I won’t be around, so I don’t need to think about it
This is a poor choice to make. The fact is that leaving a will ensures that the estate can be distributed according to your wishes. By not making a will you are not only saving your next of kin some severe uncertainty and stress, but also the expensive legal costs of finalising your estate after you’re gone. Our expert lawyers make the process easy so it’s important to just get it done.
I move around so much that the executor would never find my will
Once you have made your will with us, we will keep it in secure storage for when it’s needed. That way you can move without worrying about your will. If you want to make changes you can contact our office and when it comes to probate we can handle that for you as well.
Making a will is too expensive
The expense of a will is a consideration but it should be remembered that it is an excellent investment in giving you peace of mind in knowing your estate will be distributed according to your wishes and not of the rules set down by the law.
At Harbourside Legal Services we are offer competitive pricing and will discuss with you before your appointment your costs so that there are no surprises.
I can write my own will or just make some notes about who should get what
A few notes or a homemade will that outlines your wishes will not be recognised legally unless it has been signed and witnessed correctly. If you don’t make your will properly or get it witnessed, your executor might have to go to court to have the will declared valid so your beneficiaries can receive your estate.
I already have a will, and I don’t need to update it
There are many life events that can affect your will. You should review your will at minimum every 5 years, or update it any time these events happen to you:
- Starting a de facto relationship
- Get married
- Get divorced
- Start or end a registered relationship including a civil union
- Have a baby
- Have a loved one pass away such as a spouse, partner or beneficiary
- If you do not update your will then parts of it can become invalid, and this can make the whole will invalid.
Beneficiaries can’t challenge a will
Many people think if you are listed as a beneficiary – even of something very small – you cannot challenge a will. People writing wills sometimes give someone a small bequest to prevent them from making a challenge for further provision.
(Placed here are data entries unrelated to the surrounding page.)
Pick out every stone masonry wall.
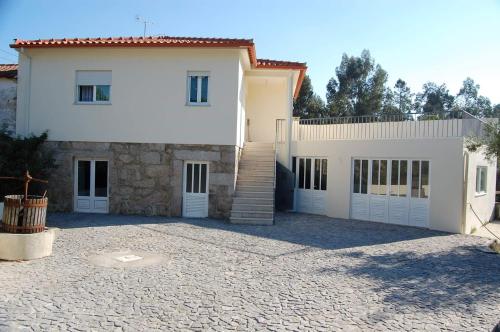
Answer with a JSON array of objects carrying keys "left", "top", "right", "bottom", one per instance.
[
  {"left": 0, "top": 78, "right": 17, "bottom": 133},
  {"left": 47, "top": 142, "right": 238, "bottom": 219}
]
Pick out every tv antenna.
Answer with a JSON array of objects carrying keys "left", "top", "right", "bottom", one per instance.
[{"left": 135, "top": 15, "right": 154, "bottom": 38}]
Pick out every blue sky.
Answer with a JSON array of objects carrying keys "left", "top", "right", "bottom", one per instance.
[{"left": 0, "top": 0, "right": 500, "bottom": 103}]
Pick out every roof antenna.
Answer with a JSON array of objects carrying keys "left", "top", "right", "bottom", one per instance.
[{"left": 135, "top": 15, "right": 154, "bottom": 38}]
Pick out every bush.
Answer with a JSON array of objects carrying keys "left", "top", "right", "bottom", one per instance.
[{"left": 0, "top": 130, "right": 56, "bottom": 202}]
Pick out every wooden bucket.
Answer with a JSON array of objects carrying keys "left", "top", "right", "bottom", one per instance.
[{"left": 2, "top": 195, "right": 48, "bottom": 233}]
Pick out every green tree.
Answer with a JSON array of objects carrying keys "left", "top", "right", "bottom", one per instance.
[
  {"left": 394, "top": 79, "right": 413, "bottom": 114},
  {"left": 293, "top": 75, "right": 325, "bottom": 119},
  {"left": 455, "top": 77, "right": 494, "bottom": 117},
  {"left": 326, "top": 50, "right": 387, "bottom": 116},
  {"left": 415, "top": 82, "right": 455, "bottom": 114}
]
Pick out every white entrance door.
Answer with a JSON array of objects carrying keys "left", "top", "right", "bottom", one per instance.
[
  {"left": 409, "top": 160, "right": 430, "bottom": 227},
  {"left": 369, "top": 159, "right": 389, "bottom": 222},
  {"left": 387, "top": 160, "right": 410, "bottom": 225},
  {"left": 351, "top": 159, "right": 370, "bottom": 220},
  {"left": 351, "top": 159, "right": 430, "bottom": 227},
  {"left": 75, "top": 159, "right": 109, "bottom": 213},
  {"left": 182, "top": 161, "right": 208, "bottom": 218},
  {"left": 293, "top": 157, "right": 328, "bottom": 215}
]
But the fact remains, that you can’t stop someone from making a challenge if they are entitled to do so. Usually, a challenge can be made by a spouse, children, parents, and a de facto partner. At Harbourside Legal Services we can advise you on how to defend a claim.
The estate pays for challenges
If a beneficiary wants to challenge an estate, they might think the estate will pay for it, but in fact they have to pay for it themselves. Courts can even order that beneficiaries who make an unsuccessful challenge pay for the legal costs of the executor of the estate on top of their own costs.